On me dit liberté… dans la rue, au travail.
Mais je crois qu’on me roule. On n’respecte pas le bail.
Dans le métro lillois, j’étais là, à la barre ;
Autour de moi, des gens discutent, se taisent, se marrent.
Je me tenais debout et, derrière moi, un homme
Prenait la barre plus haut car il était plus grand.
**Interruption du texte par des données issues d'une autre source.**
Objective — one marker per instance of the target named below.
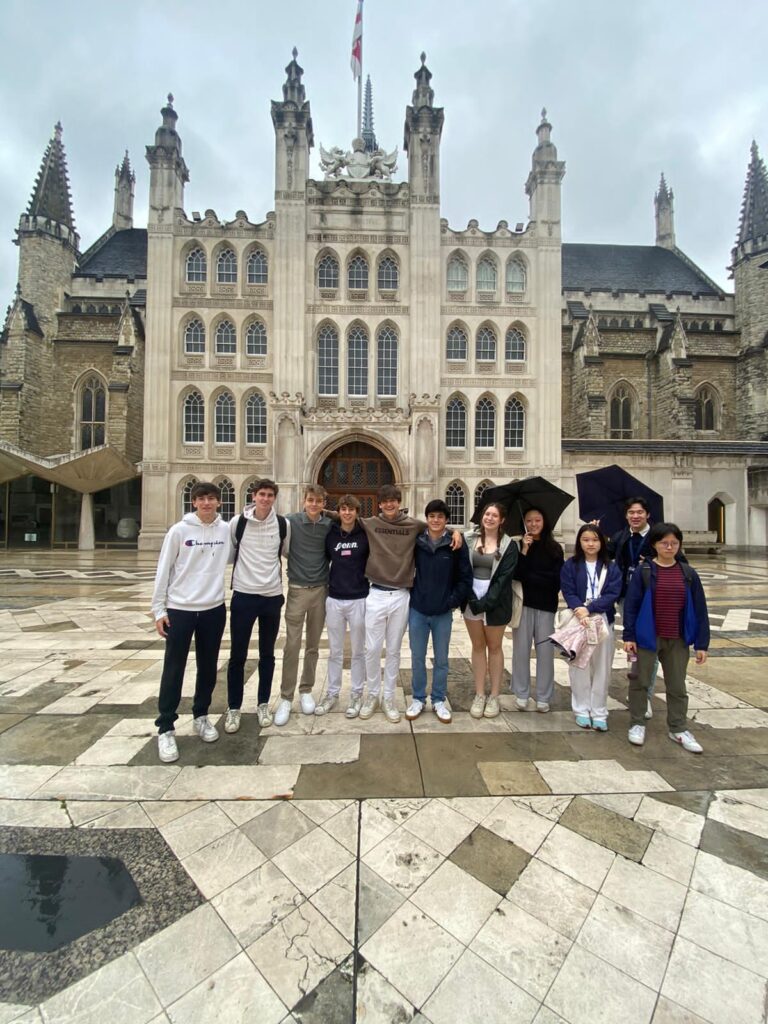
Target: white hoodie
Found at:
(190, 569)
Beaucoup trop proche de moi et sans prendre de gants,
De son sexe aux aguets, il reluquait mes formes.
Je n’savais pas quoi faire et j’n’osais pas bouger.
J’ai pourtant essayé de m’écarter. Une fois.
Deux. Il revenait sans cesse. – Qu’on me dise pourquoi !
Quand je suis descendue, il m’a suivie. – C’est vrai !
Peu importent mon nom, mes habits, mes manières.
Toi qui regardes. Tu sais. Je le vois à ton air.
Ça a duré longtemps ; presque une éternité.
Trois stations de métro ; pourquoi n’as-tu rien fait ?
On te dit liberté… et toi-même, t’obéis.
T’obéis à tes proches, t’obéis à cette vie.
On te voudrait vivante, tu te trouves livide ;
On te veut souriante, en toi ce gouffre, ce vide.
Alors, tu prends de la hauteur ! Tu t’envoles (vol)
Puis tu CHUT. Tu redescends tes manches. Puis attaches
Tes boutons. Les voix se taisent ; tu te trouves lâche.
Tu dissimules au monde les traces de ton envol.
Tu lui dis, à la France, que tu veux en finir ;
Elle te répond : « ça passera, tu iras mieux…
Plus tard. Tu verras. » Tu n’en crois pas tes yeux :
On te propose de vivre, mais jamais de mourir.
On leur dit liberté… elles en profitent trop,
Ces grandes entreprises. Elles te promettent travail,
Respect, épanouiss’ment. Une employée de trop,
C’est tout ce que tu es. Ne pas montrer de faille,
C’est parfois difficile. Tu te forces pourtant,
Au moins pour tes deux filles, pour payer leurs études.
Les genoux défoncés et l’estime égal’ment,
On vient te licencier pour cause d’inaptitude ;
Te suspendre au crochet des gens handicapés
Un tout p’tit peu trop jeunes pour être retraités
Et qui doivent assumer les fautes de ces puissants
Qui, sans gêne, te clouent sur un fauteuil roulant.